Vietnams Wirtschaft hängt von besserer Berufsbildung ab

Viele Arbeitnehmer noch ohne Ausbildungsabschluss - Sektor wird reformiert.

  • Viele Erwerbspersonen in Vietnam sind ungelernt.
  • Das Schwellenland strebt einen besseren Ausbildungsstand an.
  • Ausgezeichnete Schulleistungen bieten gute Voraussetzungen.
  • Die schwach strukturierte Berufsbildungslandschaft muss die Regierung stärken.
  • Größte Probleme stellen mangelhafte Qualität des Lehrpersonals und praxisferne Inhalte dar.
  • Vorhandene Berufsbildungsinstitute sollen enger mit der Wirtschaft zusammenarbeiten.
Ungefähr 85 Prozent aller vietnamesischen Arbeitnehmer können keine berufliche Qualifikation vorweisen, hat eine Arbeitskräfteerhebung des Statistikamtes 2011 ergeben.

Von den 50,4 Millionen Beschäftigten verfügten nur rund 3,7 Prozent über den Abschluss eines Berufsbildungsinstitutes, etwa 3,7 Prozent hatten ein Kurzzeittraining absolviert, weitere 1,7 Prozent präsentierten einen Collegeabschluss und 6,1 Prozent hatten einen Hochschulabschluss erlangt.

In den Wirtschaftszentren Ho-Chi-Minh-City und Hanoi weisen immerhin 30 Prozent der Arbeitnehmer ein Bildungszertifikat vor. Die meisten davon haben ein Studium absolviert.
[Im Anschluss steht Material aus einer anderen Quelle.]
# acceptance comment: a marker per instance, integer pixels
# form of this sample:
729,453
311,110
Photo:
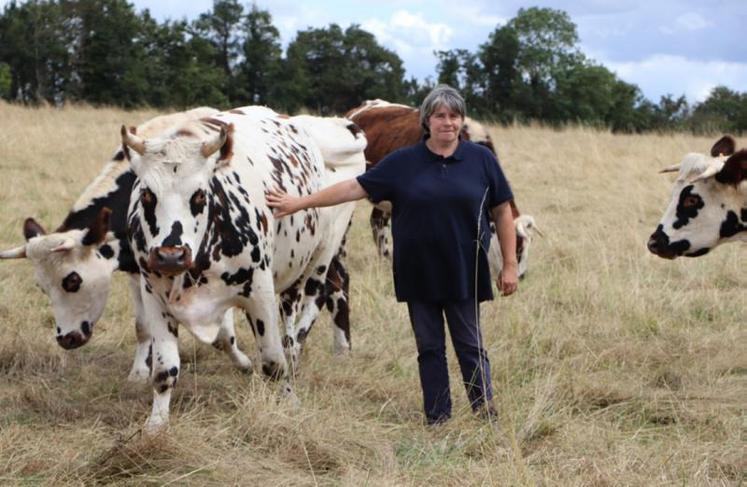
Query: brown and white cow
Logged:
708,205
206,241
390,126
Das Arbeitsministerium (Ministry of Labour, Invalids and Social Affairs, MOLISA) ist für Reformen im beruflichen Bildungssystem zuständig. Sein Ziel lautet, den Anteil der qualifizierten Arbeitnehmer bis 2020 landesweit auf 40 Prozent anzuheben.

Eine flexiblere und besser ausgebildete Bevölkerung ist für den angestrebten Fortschritt und die Entwicklung der Wirtschaft entscheidend, mahnen ebenfalls Handelskammern wie die European Chamber of Commerce in Vietnam (Eurocham) und nationale Wirtschaftsverbände. Mehrere Studien und Erfahrungen von Unternehmen belegen, dass die Nachfrage nach Fachkräften nicht gedeckt ist und weiter zulegen wird.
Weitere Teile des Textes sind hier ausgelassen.